Annotators#
Annotators are the spearhead of NLP functions in Spark NLP. Let’s take the ClassifierDL
Annotators as an example. There are two forms of annotators:
Annotator Approaches#
Annotator Approaches are those who represent a Spark ML Estimator and require a training stage.
They have a function called fit(data)
which trains a model based on some data. They produce the
second type of annotator which is an annotator model or transformer.
Example
First we need to declare all the prerequisite steps and the training data:
>>> import sparknlp
>>> from sparknlp.base import *
>>> from sparknlp.annotator import *
>>> from pyspark.ml import Pipeline
>>> documentAssembler = DocumentAssembler() \
... .setInputCol("text") \
... .setOutputCol("document")
>>> useEmbeddings = UniversalSentenceEncoder.pretrained() \
... .setInputCols(["document"]) \
... .setOutputCol("sentence_embeddings")
In this example, the training data "sentiment.csv"
has the form of:
text,label
This movie is the best movie I have wached ever!
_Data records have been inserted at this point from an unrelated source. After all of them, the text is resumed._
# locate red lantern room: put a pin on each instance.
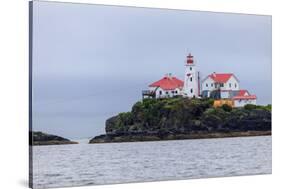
(189, 59)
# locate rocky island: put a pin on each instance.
(185, 118)
(40, 138)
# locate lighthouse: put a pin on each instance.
(191, 78)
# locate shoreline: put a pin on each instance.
(192, 136)
(46, 143)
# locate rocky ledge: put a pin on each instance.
(40, 138)
(182, 118)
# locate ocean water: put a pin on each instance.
(93, 164)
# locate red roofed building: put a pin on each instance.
(168, 86)
(223, 87)
(243, 97)
(224, 82)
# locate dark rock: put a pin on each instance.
(183, 118)
(40, 138)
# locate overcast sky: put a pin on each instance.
(91, 62)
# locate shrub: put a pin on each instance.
(250, 106)
(226, 108)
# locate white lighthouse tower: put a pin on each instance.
(191, 79)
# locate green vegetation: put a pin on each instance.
(181, 115)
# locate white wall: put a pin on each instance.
(209, 84)
(191, 87)
(231, 84)
(161, 93)
(241, 103)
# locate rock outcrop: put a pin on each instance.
(40, 138)
(182, 118)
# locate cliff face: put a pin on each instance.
(175, 118)
(40, 138)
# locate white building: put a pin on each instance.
(216, 85)
(222, 82)
(191, 79)
(226, 86)
(244, 97)
(168, 86)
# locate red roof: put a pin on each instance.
(244, 97)
(244, 94)
(168, 83)
(220, 77)
(189, 59)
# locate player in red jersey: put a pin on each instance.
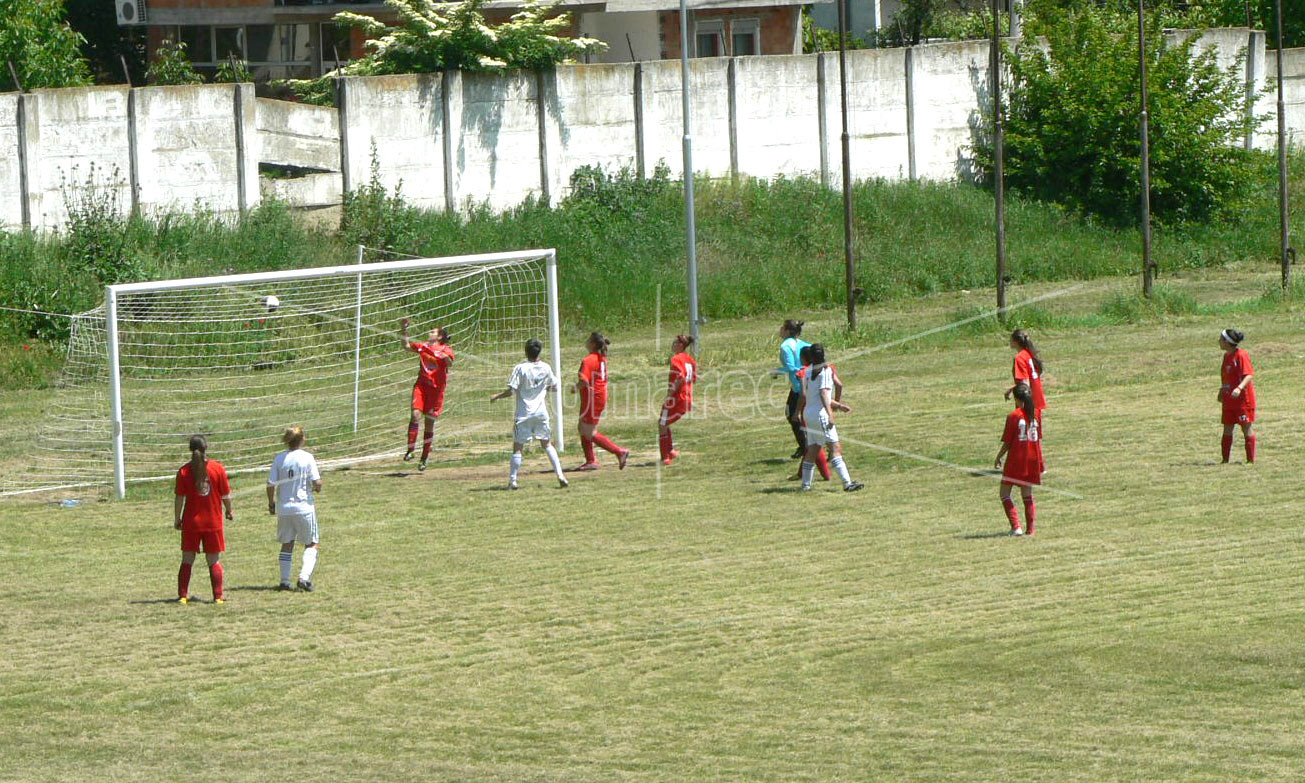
(1022, 446)
(202, 492)
(1027, 369)
(1237, 393)
(436, 358)
(679, 394)
(591, 388)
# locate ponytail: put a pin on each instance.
(1026, 401)
(199, 462)
(1026, 342)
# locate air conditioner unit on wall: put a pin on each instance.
(129, 12)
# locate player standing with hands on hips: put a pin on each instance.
(202, 493)
(436, 358)
(291, 483)
(530, 381)
(1237, 393)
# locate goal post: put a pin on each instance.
(219, 356)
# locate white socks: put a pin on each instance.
(557, 465)
(842, 470)
(306, 573)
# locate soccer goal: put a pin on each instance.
(238, 358)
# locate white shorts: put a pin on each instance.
(531, 428)
(820, 432)
(296, 527)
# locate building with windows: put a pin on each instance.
(298, 38)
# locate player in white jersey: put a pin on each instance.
(531, 381)
(818, 405)
(291, 483)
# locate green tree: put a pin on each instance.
(433, 37)
(35, 38)
(1072, 132)
(172, 67)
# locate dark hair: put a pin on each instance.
(199, 462)
(1026, 342)
(1026, 401)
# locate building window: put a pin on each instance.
(745, 38)
(709, 39)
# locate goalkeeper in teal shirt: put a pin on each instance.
(790, 362)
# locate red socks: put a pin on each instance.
(1012, 514)
(822, 463)
(427, 440)
(215, 577)
(606, 444)
(183, 581)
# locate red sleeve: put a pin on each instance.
(1022, 371)
(1012, 428)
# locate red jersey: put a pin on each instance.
(683, 368)
(593, 371)
(1025, 458)
(1026, 372)
(1235, 368)
(202, 510)
(435, 363)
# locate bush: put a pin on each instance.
(1073, 124)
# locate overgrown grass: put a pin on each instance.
(764, 247)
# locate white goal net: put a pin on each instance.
(217, 356)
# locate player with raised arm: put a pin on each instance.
(1022, 448)
(818, 405)
(291, 483)
(679, 394)
(202, 493)
(436, 358)
(530, 381)
(1237, 393)
(1027, 368)
(591, 388)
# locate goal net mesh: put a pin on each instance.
(217, 360)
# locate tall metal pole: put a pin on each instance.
(690, 230)
(998, 162)
(850, 260)
(1147, 266)
(1282, 159)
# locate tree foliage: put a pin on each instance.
(433, 37)
(45, 51)
(1073, 124)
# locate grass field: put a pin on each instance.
(706, 621)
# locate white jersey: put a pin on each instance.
(531, 380)
(814, 410)
(292, 474)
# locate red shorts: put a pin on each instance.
(210, 540)
(672, 411)
(1239, 414)
(427, 398)
(591, 409)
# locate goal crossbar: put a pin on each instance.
(360, 270)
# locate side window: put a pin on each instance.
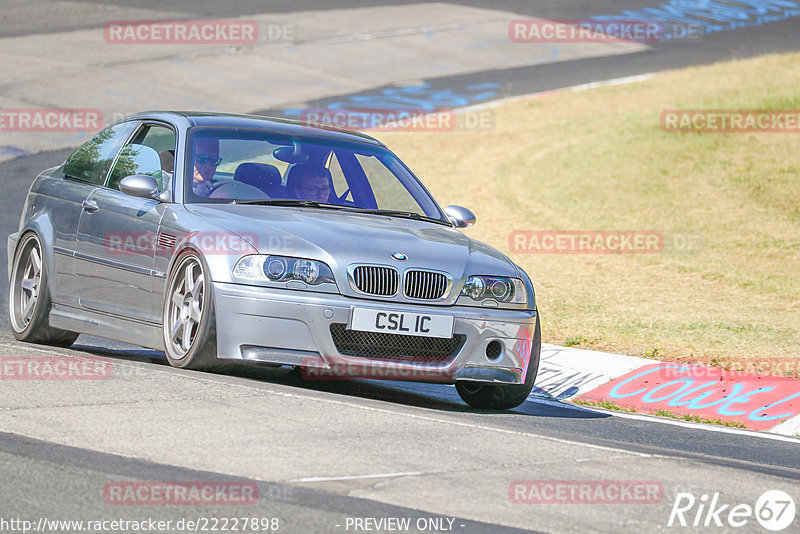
(390, 193)
(150, 152)
(90, 163)
(340, 186)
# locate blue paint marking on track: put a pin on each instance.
(710, 15)
(16, 152)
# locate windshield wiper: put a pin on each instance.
(403, 214)
(354, 209)
(289, 202)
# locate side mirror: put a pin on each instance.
(139, 185)
(461, 217)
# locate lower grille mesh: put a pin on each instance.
(395, 347)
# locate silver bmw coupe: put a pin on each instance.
(228, 237)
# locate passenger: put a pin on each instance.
(310, 182)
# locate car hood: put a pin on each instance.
(341, 238)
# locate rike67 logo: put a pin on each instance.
(774, 510)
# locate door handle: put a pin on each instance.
(89, 205)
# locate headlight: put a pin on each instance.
(499, 288)
(283, 269)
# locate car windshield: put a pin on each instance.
(252, 166)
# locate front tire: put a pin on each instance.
(189, 325)
(29, 297)
(494, 397)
In my opinion this movie can win an award.,0
This was a terrible movie! The acting was bad really bad!,1
...
and will be loaded with Spark:
>>> smallCorpus = spark.read.option("header","True").csv("src/test/resources/classifier/sentiment.csv")
Then we declare the ClassifierDLApproach
that is going to be trained in the pipeline. Note that in this case,
the Annotator also requires a label column, set with setLabelColumn("label")
, to classify the text.
>>> docClassifier = ClassifierDLApproach() \
... .setInputCols(["sentence_embeddings"]) \
... .setOutputCol("category") \
... .setLabelColumn("label") \
... .setBatchSize(64) \
... .setMaxEpochs(20) \
... .setLr(5e-3) \
... .setDropout(0.5)
>>> pipeline = Pipeline().setStages([
... documentAssembler,
... useEmbeddings,
... docClassifier
... ])
Finally the data is fit to the pipeline and the Annotator is trained:
>>> pipelineModel = pipeline.fit(smallCorpus)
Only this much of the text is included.